Liminar favorece hidrelétricas em imbróglio judicial
Nova liminar da Apine mantém congelada a inadimplência acumulada de mais de R$ 6 bilhões no mercado à vista de energia
20/02/2018

Valor - 19.02.2018 - A guerra judicial contra o déficit de geração das hidrelétricas (GSF, na sigla em inglês) ganhou novos contornos na sexta-feira, depois que uma grande associação conseguiu nova liminar que manteve congelada a inadimplência acumulada de mais de R$ 6 bilhões no mercado à vista de energia.

As hidrelétricas representadas pela Associação Brasileira dos Produtores Independentes de Energia Elétrica (Apine) foram protegidas da exposição ao GSF entre julho de 2015 e o início de fevereiro deste ano, quando a juíza Adverci Mendes de Abreu derrubou a decisão judicial que as resguardava. Ficou estabelecido, assim, que as empresas precisariam pagar na próxima liquidação do mercado de curto prazo de energia os montantes devidos e acumulados nesse período.

Na sexta-feira, porém, a Apine foi favorecida por nova decisão do Tribunal Regional Federal da Primeira Região (TRF1) que manteve a limitação do GSF sobre as hidrelétricas no período em que a liminar esteve vigente. Na prática, isso fará com que as hidrelétricas afetadas não precisem desembolsar imediatamente os valores devidos.

O cenário mudou o jogo de forças entre o governo e as hidrelétricas, o que pode favorecer a retomada da negociação de um acordo para suspensão das liminares. A decisão mostrou, ainda, a importância de uma solução para a guerra judicial que também corrija o passado, conforme disse ao Valor o secretário-executivo do Ministério de Minas e Energia (MME), Paulo Pedrosa.

O GSF se tornou um grave problema para as hidrelétricas devido à seca enfrentada nos últimos anos. As usinas não estavam gerando toda a garantia física para proteger seus reservatórios, mas precisavam cumprir os contratos de venda de energia. Isso causava uma exposição ao mercado de curto prazo de energia, que tem preços mais elevados e voláteis.

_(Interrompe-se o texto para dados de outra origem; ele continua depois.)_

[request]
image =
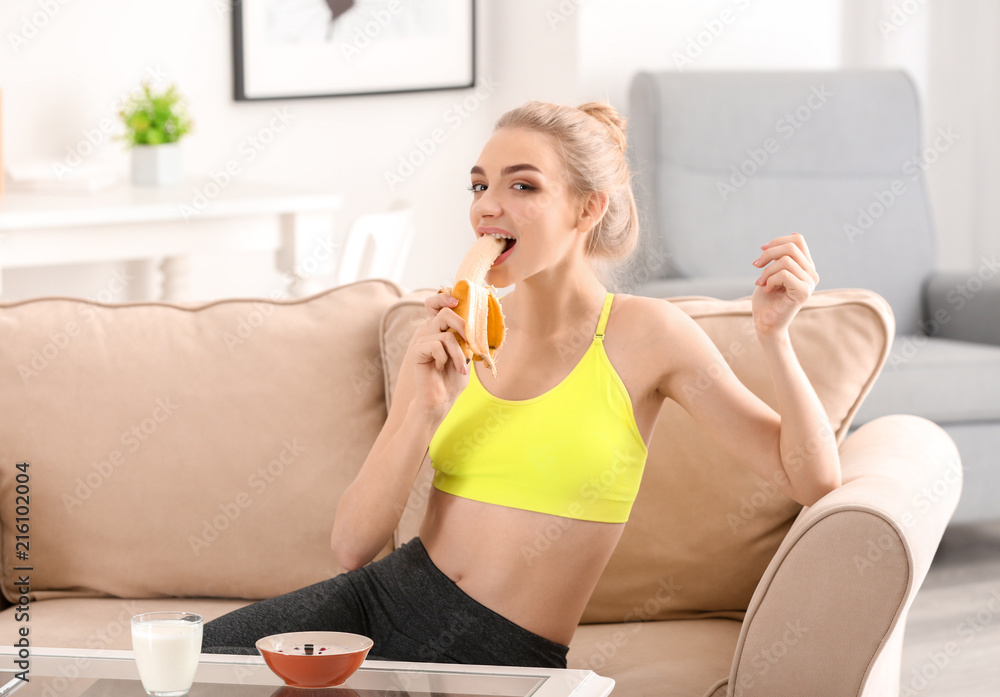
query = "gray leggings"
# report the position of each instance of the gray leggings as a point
(405, 604)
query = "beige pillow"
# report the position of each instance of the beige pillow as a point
(179, 450)
(704, 527)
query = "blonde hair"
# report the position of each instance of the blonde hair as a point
(591, 139)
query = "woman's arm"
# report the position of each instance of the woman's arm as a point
(793, 448)
(808, 446)
(432, 374)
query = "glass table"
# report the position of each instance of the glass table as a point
(108, 673)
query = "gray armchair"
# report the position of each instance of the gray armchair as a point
(725, 161)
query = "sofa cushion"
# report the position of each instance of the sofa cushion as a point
(704, 526)
(185, 449)
(680, 658)
(946, 381)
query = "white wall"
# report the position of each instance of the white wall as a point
(68, 77)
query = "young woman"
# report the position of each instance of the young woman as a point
(517, 452)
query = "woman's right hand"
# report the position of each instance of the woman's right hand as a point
(440, 370)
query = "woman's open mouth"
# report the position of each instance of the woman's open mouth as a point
(508, 248)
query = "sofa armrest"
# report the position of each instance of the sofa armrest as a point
(827, 618)
(964, 306)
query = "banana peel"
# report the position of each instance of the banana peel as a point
(478, 304)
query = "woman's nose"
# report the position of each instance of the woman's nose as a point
(486, 205)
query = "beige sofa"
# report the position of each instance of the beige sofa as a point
(192, 457)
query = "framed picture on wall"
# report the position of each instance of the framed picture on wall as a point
(287, 49)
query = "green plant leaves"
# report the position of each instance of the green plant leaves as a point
(153, 119)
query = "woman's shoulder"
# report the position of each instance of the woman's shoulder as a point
(643, 314)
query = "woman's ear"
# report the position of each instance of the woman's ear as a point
(595, 205)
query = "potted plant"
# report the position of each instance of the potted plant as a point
(154, 125)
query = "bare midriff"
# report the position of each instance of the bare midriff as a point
(535, 569)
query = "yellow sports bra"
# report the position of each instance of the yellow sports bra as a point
(574, 451)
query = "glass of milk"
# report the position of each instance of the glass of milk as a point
(167, 646)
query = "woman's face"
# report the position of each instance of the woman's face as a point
(520, 188)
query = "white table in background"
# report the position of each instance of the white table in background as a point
(74, 672)
(129, 222)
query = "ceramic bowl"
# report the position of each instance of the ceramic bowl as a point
(314, 659)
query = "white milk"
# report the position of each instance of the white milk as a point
(166, 653)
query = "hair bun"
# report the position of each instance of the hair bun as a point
(609, 116)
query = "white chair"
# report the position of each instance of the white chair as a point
(377, 246)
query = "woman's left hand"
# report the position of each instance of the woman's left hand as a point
(788, 279)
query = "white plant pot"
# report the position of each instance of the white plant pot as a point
(157, 165)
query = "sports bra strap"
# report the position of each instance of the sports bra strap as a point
(605, 311)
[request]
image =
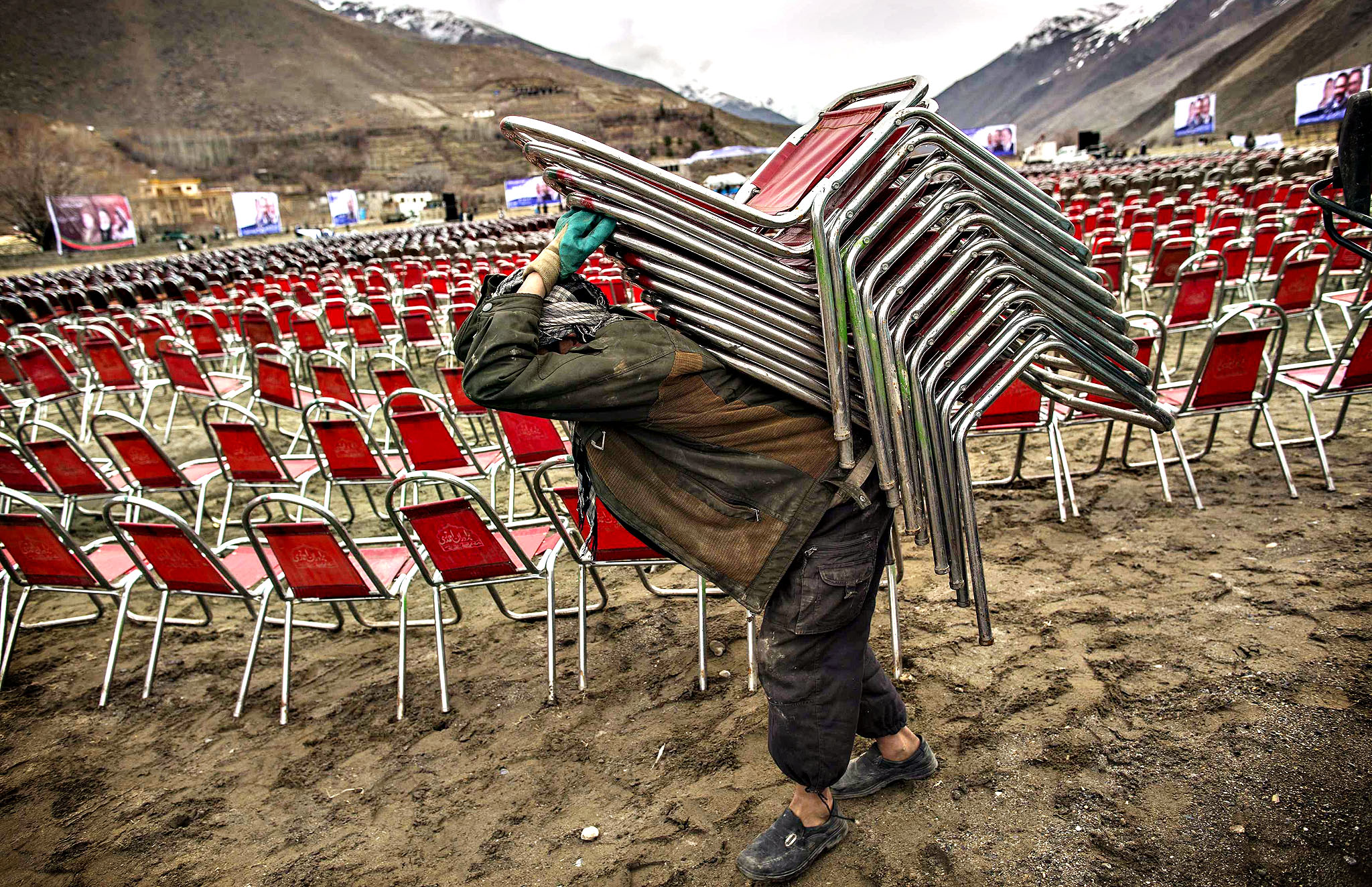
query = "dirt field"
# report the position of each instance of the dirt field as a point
(1174, 698)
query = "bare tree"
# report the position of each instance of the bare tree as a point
(35, 162)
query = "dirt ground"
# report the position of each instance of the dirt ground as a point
(1175, 697)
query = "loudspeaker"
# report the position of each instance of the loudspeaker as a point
(1356, 153)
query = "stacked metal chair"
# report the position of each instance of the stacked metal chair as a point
(884, 268)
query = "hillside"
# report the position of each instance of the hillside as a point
(1119, 69)
(284, 92)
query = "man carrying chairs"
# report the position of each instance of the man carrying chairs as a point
(740, 484)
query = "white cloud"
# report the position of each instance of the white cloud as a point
(801, 54)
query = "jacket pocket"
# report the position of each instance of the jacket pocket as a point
(833, 586)
(737, 511)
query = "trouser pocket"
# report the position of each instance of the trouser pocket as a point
(833, 584)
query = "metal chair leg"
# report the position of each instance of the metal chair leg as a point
(286, 662)
(442, 650)
(581, 628)
(115, 647)
(157, 644)
(253, 649)
(399, 683)
(752, 651)
(700, 626)
(1276, 446)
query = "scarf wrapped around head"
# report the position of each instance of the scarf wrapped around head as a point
(574, 308)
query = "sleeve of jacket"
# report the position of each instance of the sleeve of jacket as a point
(615, 377)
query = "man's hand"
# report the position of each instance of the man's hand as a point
(579, 232)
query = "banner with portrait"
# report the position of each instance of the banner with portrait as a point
(529, 192)
(1001, 139)
(1323, 98)
(96, 222)
(344, 206)
(257, 213)
(1194, 116)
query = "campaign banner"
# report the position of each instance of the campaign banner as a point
(529, 192)
(95, 222)
(1323, 98)
(1194, 116)
(344, 206)
(1001, 139)
(257, 212)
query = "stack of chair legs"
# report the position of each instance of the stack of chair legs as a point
(884, 268)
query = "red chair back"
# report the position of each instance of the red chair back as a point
(1297, 287)
(246, 455)
(459, 543)
(42, 555)
(182, 566)
(149, 466)
(69, 470)
(313, 562)
(429, 444)
(1231, 374)
(531, 439)
(345, 451)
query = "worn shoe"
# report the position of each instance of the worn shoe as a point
(869, 772)
(788, 847)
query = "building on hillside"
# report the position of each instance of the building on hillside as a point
(412, 204)
(182, 205)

Em 9 de fevereiro, o MME divulgou uma minuta de projeto de lei que envolve, entre outras questões, uma solução para a judicialização do GSF. O projeto de lei em questão retira da sigla tudo o que não é "risco hidrológico", como a geração de termelétricas fora da ordem de mérito, atrasos na entrada em operação das grandes hidrelétricas do Norte e também as limitações no escoamento dessa energia por atrasos em obras de transmissão.

Enquanto o projeto de lei prevê a retirada permanente desses efeitos do GSF no futuro, também prevê que o mesmo seja aplicado ao passado, com efeitos retroativos até 2013. A ideia é que as hidrelétricas protegidas por liminares paguem os montantes devidos, permitindo a normalização do mercado à vista de energia e o fim da inadimplência de mais de R$ 6 bilhões que é resultado do problema do GSF. Como compensação pelo GSF pago que não é "risco hidrológico", esses geradores teriam a extensão de suas concessões de forma proporcional à exposição, com o limite de até sete anos.

De acordo com Debora Mota, gerente de gestão de clientes do Grupo Delta Energia, a liminar deve ser positiva para o mercado de energia. "Isso dá uma percepção de que o 'bolo' não vai mais crescer. Aos poucos, os agentes vão receber um valor maior nas liquidações [do mercado à vista], e isso vai acabar sendo positivo", disse Debora. Há mais de 50 liminares limitando os efeitos do GSF sobre as hidrelétricas, mas a decisão da Apine era a mais representativa de todas elas, responsável por grande parte da inadimplência acumulada.